596/ Rússia propõe "sistema mundial de defesa"

De O Primeiro de Janeiro

Na resposta à pretensão dos Estados Unidos em colocar um escudo de defesa no Leste da Europa, a Rússia propõe modelo global e singular de defesa anti-míssil, “com participação equitativa de muitos Estados e com acesso de todos eles ao comando desse sistema”.

A Rússia vai propor aos Estados Unidos e à Organização do Tratado Atlântico Norte (OTAN) a criação, em conjunto, de um sistema global de defesa contra mísseis até 2020, estando para isso, segundo o vice primeiro-ministro russo, Serguei Ivanov, disposta a trocar “tecnologias sensíveis”. Numa entrevista ao canal de televisão russa, difundida ontem, o dirigente russo defendeu as últimas iniciativas do Kremlin de cooperação militar como alternativa ao plano dos Estados Unidos da América de instalar o seu escudo anti-mísseis na Europa do Leste, perto das fronteiras russas.

“Propomos a criação, aproximadamente até ao ano 2020, de um sistema global único de defesa contra mísseis, com participação equitativa de muitos Estados e com acesso de todos eles ao comando desse sistema”, referiu Serguei Ivanov na entrevista, citada pela agência “Interfax”.

Especificou que a Rússia dirige este convite aos Estados Unidos da América, “atual líder mundial em tecnologias”, bem como aos países membros da OTAN e a todos os outros Estados europeus, incluindo os neutros, como a Áustria, a Finlândia ou a Suécia. Serguei Ivanov acrescentou que esta alternativa russa a um escudo anti-míssil global dos Estados Unidos da América e da OTAN implicaria “a troca de tecnologias militares muito sensíveis”, o que favoreceria todos os participantes e contribuiria para criar “um clima de maior confiança”. “Isto alteraria toda a arquitetura de segurança e o nível de confiança mútua, porque as partes, ao terem acesso equitativo, já não se considerariam inimigos ou rivais e deixariam definitivamente no passado a Guerra-fria”, referiu.

Escudo anti-míssil

Os Estados Unidos da América projetam instalar um radar na República Checa e uma dezena de interceptadores na Polônia como elementos do seu escudo anti-mísseis, compatível no futuro com o da OTAN, para se defenderem de possíveis ataques de países como o Irã ou a Coréia do Norte.
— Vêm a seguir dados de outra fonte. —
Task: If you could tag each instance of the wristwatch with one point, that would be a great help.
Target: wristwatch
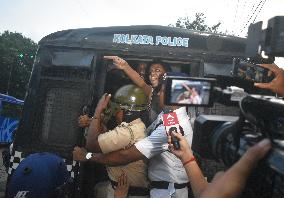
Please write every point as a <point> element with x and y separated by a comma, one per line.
<point>89,155</point>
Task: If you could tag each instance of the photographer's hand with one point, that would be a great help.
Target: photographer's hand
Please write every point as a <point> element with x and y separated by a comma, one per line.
<point>232,182</point>
<point>184,153</point>
<point>277,84</point>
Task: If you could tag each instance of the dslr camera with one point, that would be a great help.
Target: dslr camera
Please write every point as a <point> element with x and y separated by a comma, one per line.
<point>226,138</point>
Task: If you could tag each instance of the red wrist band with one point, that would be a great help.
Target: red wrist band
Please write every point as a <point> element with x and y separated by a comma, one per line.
<point>188,161</point>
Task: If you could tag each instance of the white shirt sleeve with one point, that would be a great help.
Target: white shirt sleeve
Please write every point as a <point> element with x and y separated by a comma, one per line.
<point>154,144</point>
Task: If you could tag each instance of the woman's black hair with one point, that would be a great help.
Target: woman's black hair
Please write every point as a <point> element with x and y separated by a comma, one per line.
<point>166,67</point>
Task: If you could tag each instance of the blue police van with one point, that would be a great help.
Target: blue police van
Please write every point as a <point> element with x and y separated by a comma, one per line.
<point>69,73</point>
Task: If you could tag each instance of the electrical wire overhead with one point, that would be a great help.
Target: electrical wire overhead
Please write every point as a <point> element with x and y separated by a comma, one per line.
<point>257,10</point>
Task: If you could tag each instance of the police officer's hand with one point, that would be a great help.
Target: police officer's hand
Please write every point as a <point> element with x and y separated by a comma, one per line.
<point>184,153</point>
<point>232,182</point>
<point>84,121</point>
<point>121,190</point>
<point>118,62</point>
<point>102,104</point>
<point>79,154</point>
<point>277,84</point>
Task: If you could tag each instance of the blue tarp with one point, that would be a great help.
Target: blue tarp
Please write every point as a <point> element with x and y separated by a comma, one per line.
<point>8,125</point>
<point>11,99</point>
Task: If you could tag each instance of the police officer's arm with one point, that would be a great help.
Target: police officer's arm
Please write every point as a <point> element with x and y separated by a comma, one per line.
<point>96,128</point>
<point>117,158</point>
<point>131,73</point>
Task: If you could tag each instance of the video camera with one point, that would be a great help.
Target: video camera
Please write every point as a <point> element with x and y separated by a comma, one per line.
<point>226,138</point>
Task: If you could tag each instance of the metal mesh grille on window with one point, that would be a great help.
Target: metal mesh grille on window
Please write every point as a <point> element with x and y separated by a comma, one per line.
<point>60,116</point>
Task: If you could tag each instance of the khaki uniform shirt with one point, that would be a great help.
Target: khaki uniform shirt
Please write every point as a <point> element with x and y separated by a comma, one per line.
<point>124,136</point>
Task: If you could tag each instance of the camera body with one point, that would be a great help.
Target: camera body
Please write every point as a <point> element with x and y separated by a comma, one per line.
<point>226,138</point>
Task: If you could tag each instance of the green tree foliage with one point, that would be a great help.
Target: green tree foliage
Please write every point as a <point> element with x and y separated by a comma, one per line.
<point>17,54</point>
<point>197,24</point>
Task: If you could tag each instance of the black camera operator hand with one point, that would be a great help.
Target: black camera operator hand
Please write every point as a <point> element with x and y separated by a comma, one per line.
<point>224,184</point>
<point>277,84</point>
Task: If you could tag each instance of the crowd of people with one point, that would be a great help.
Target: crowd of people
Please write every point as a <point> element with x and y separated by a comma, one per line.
<point>141,160</point>
<point>170,170</point>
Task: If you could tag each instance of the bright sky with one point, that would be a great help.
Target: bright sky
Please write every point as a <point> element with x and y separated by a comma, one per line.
<point>37,18</point>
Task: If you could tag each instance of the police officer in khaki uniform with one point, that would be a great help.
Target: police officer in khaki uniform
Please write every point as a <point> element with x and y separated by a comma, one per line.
<point>132,104</point>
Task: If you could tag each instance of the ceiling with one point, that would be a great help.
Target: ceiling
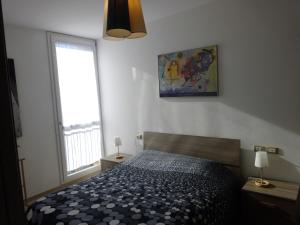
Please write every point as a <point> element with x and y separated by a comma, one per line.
<point>80,17</point>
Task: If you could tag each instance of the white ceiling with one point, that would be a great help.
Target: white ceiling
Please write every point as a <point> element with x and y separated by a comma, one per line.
<point>80,17</point>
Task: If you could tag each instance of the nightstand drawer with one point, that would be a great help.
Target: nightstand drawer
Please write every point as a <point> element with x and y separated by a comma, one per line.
<point>259,209</point>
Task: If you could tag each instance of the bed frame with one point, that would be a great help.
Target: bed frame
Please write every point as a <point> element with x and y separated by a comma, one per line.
<point>223,150</point>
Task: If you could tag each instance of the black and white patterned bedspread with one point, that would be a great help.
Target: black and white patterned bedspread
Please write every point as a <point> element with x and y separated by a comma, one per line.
<point>154,188</point>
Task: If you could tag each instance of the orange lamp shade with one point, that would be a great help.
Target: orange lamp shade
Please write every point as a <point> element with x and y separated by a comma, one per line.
<point>123,19</point>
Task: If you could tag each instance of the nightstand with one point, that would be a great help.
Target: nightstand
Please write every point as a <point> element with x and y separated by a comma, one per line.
<point>276,205</point>
<point>110,161</point>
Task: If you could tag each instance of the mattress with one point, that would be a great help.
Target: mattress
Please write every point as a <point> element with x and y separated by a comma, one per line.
<point>153,188</point>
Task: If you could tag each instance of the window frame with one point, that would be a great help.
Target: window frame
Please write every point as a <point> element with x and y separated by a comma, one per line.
<point>52,38</point>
No entanto, a Rússia, já irritada pela expansão contínua da OTAN em direção às suas fronteiras, considera que este projeto é dirigido contra ela e que ameaça a sua segurança, pelo que ameaçou apontar como resposta os seus mísseis contra os países europeus implicados.

O principal argumento de Moscou é que países como o Irã demorariam de cinco a quinze anos para produzir mísseis próprios de longo alcance, embora Serguei Ivanov tenha assinalado ontem que a Rússia nunca questionou “o fato de a proliferação de tecnologias de mísseis constituir uma ameaça grave para a segurança de muitos países, a Rússia incluída”. Ao mesmo tempo, afirmou que a eventual instalação de elementos do escudo norte-americano no velho continente “não somente criaria uma ameaça militar para a Rússia, como faria aumentar os riscos políticos” para toda a Europa.

Nova linha de divisão

Com este projeto dos Estados Unidos da América “tenta-se enfrentar a Rússia conjuntamente com a Europa para criar uma nova linha de divisão, um novo Muro de Berlim”, advertiu Serguei Ivanov, um dos favoritos para substituir no próximo ano no Kremlin o atual presidente russo, Vladimir Putin. Serguei Ivanov, antigo titular de Defesa e atual responsável pela indústria militar e altas tecnologias, defendeu também a cooperação entre a Rússia, os Estados Unidos e a OTAN para criar um sistema comum de avaliação dos riscos estratégicos no mundo.

“Devemos juntos avaliar os riscos e criar um sistema anti-mísseis que garanta a segurança tanto dos Estados Unidos da América, como dos seus aliados da OTAN e da Rússia”, sublinhou. E acrescentou que Moscou propõe que as conversações multilaterais sejam celebradas no âmbito do Conselho OTAN-Rússia, enquanto que os Estados Unidos da América negociam a instalação do seu escudo apenas com Praga e Varsóvia e sem realizar consultas com a totalidade dos países aliados.